Sowie “Melodie” oder “Klangfarbe” verschiedene Schrift-Bilder brauchen, entwerfe ich für jedes Stück das formale Gesamte und führe den Klang – die Musik – das „Werk“ in ihre ureigensten „Spiel-Räume“ (die Kategorie der „Klanginstallation“ eigentlich nicht tangierend, wenn sich´s auch äußerlich als solche darstellt). Einerseits detailversessen in tausendstel Sekunden kalkuliert und andrerseits im übergeordneten Netzwerk aller aufeinander wirkenden Parameter neue Synapsen, neue Schaltstellen der Spiritualität entwickelnd …

10. Januar 2012

Klangwerkstatt, forts.

"… data, its generation, its acquisition, its transformation …" lese ich heute Früh im Vorwort des neuen Buches über Computermusik von Jeffrey Stolet "… um daraus eine musikalische Reise werden zu lassen …" Das scheint mir die perfekte nüchtern-poetische Zusammenfassung all der Bilder und Worte aus meinem vorhergehenden Posting.

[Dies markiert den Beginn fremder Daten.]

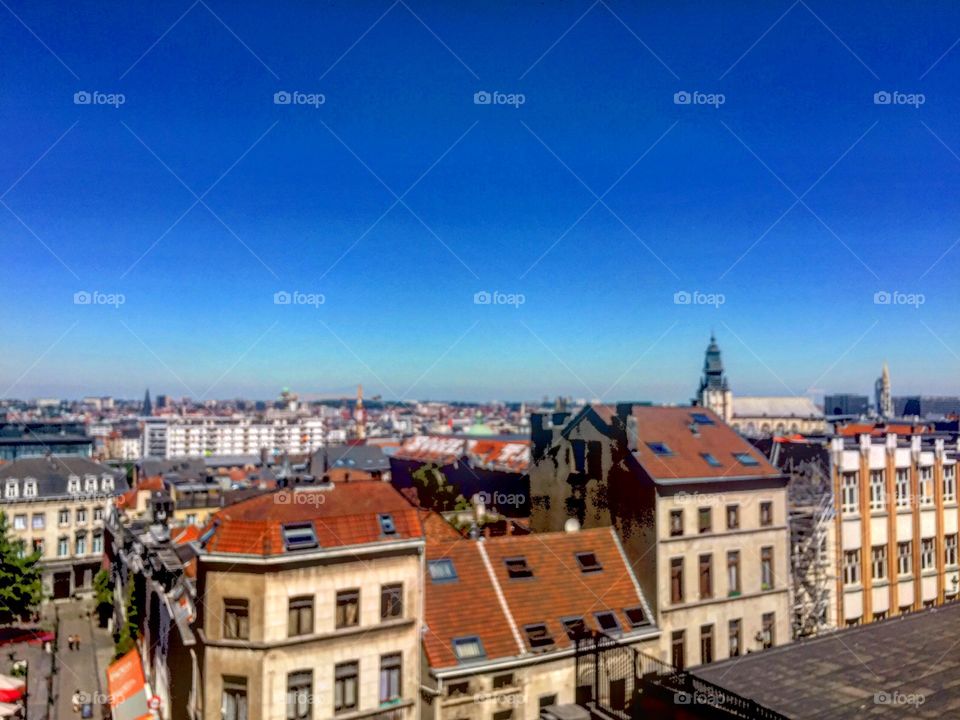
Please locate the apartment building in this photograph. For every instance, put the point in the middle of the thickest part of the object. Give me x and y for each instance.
(57, 506)
(310, 605)
(701, 514)
(167, 437)
(503, 614)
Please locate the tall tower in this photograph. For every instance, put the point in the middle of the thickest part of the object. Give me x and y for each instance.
(360, 415)
(713, 392)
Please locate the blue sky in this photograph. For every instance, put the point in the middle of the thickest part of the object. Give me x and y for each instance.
(492, 197)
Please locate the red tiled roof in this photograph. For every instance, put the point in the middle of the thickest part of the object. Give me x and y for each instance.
(344, 516)
(558, 589)
(672, 427)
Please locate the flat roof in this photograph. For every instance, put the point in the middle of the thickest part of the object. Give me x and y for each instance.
(907, 666)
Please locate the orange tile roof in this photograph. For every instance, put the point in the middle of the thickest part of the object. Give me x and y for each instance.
(672, 427)
(343, 516)
(469, 606)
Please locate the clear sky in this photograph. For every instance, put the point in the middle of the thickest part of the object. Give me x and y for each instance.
(399, 197)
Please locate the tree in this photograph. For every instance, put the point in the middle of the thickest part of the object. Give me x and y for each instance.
(21, 578)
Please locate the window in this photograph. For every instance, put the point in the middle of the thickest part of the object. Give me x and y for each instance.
(903, 488)
(660, 449)
(850, 493)
(878, 562)
(387, 526)
(468, 648)
(517, 568)
(877, 490)
(676, 523)
(733, 517)
(705, 520)
(299, 695)
(676, 649)
(442, 570)
(735, 635)
(950, 549)
(575, 627)
(767, 630)
(676, 580)
(390, 686)
(391, 602)
(300, 616)
(766, 568)
(710, 460)
(588, 562)
(538, 636)
(706, 576)
(635, 616)
(706, 644)
(346, 678)
(905, 558)
(851, 567)
(299, 536)
(233, 704)
(926, 554)
(236, 619)
(348, 608)
(607, 622)
(733, 572)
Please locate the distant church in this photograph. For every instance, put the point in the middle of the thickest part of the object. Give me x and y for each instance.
(755, 416)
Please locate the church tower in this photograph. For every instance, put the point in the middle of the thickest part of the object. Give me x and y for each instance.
(714, 392)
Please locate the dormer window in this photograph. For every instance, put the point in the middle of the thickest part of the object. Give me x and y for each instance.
(517, 568)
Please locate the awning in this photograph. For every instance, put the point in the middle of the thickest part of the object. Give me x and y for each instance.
(127, 688)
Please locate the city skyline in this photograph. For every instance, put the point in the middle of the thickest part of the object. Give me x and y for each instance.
(777, 175)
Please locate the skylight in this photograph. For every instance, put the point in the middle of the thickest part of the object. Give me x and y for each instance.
(518, 568)
(588, 562)
(387, 526)
(442, 570)
(299, 536)
(660, 448)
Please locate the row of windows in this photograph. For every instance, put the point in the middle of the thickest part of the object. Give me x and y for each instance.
(879, 500)
(705, 518)
(300, 612)
(706, 578)
(766, 638)
(300, 694)
(878, 559)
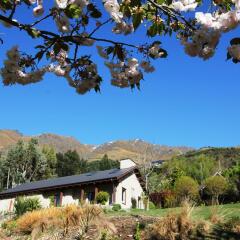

Ein glücklich zugeflogener Augen-Blick, sein Festmachen und Weiterspinnen.

Generieren oder Aquirieren verschwimmen und werden irisierend zum Synonym.

Transformieren: der immer wieder in verschiedene Richtungen losgeschickte Augen-Blick.

Während des Transformationsprozesses werden wie durch einen inneren, geheimnisvollen Magneten immer wieder neue Partikel aus dem noch unbekannten Universum des neuen Stückes in den Strudel der Verarbeitung geschleudert, die langsam ein vollendet marmoriertes (Klang-)Bild ergeben.

Durch das "ins Licht halten" einzelner Datensätze erkenne ich langsam am Schimmern, Glitzern und Leuchten, wer zu wem passen könnte, welche Charakterisik unterstrichen werden will, welche verborgen  bleiben soll, akribische Beurteilung, Zensur, Resonanz, aufbauschen, beschwichtigen … eine neue musikalische Reise hat begonnen.

Jeffrey hat eine wunderbare interaktive Seite für Grundbegriffe der elektronischen Musik.

8. Januar 2012

Klangwerkstatt

meine Werkzeuge zum Komponieren reichen vom Bleistift (kein Foto:-) über verschiedene Hilfsmittel (pseudo)instrumentaler Art als Zulieferer





































… bis hin zu spezieller Computersoftware und einem eigens für Musik gebauten Computer 


Um 1950 unterscheiden wir genau zwischen mit Mikrofonen aufgenommenen, vorher mechanisch erzeugten Klängen ("musique concrète" / Paris), die dann hauptsächlich mit Schnitt und Geschwindigkeitsmanipulation zu "Tape-music"weiterverarbeitet werden und rein elektronisch aus Oszillatoren u.a. hergestellten ("elektronischen Musik" / Köln), in Konsequenz der seriellen Musik genau berechneten Klängen. Es herrscht auch ein philosophischer Dissenz, da die einen überzeugt sind, dass uns die Natur überreich mit den komplexesten Spektren beschenkt, die mittels Technologie nie erreicht werden könnten, die anderen hingegen endlich froh sind, sich mittels Umkehrung der Fourier-Analyse (Zerlegung jedes Klanges in Sinustöne ≠ Synthese jedes beliebigen Klanges aus Sinustönen) eben von der "Natur" befreien zu können.
Natürlich haben beide Methoden Vorteile, sind inzwischen (nicht nur) im Computer zusammengewachsen und vor allem unglaublich verfeinert worden. Neue Mikrofon- und Aufnahmetechniken erlauben uns, Spektren von Schallereignissen minutiös einzufangen und darzustellen. Neueste Computerprogramme ermöglichen dann, diese Matrizen als Ausgangsmaterial zu raffiniertem Komponieren zu verwenden.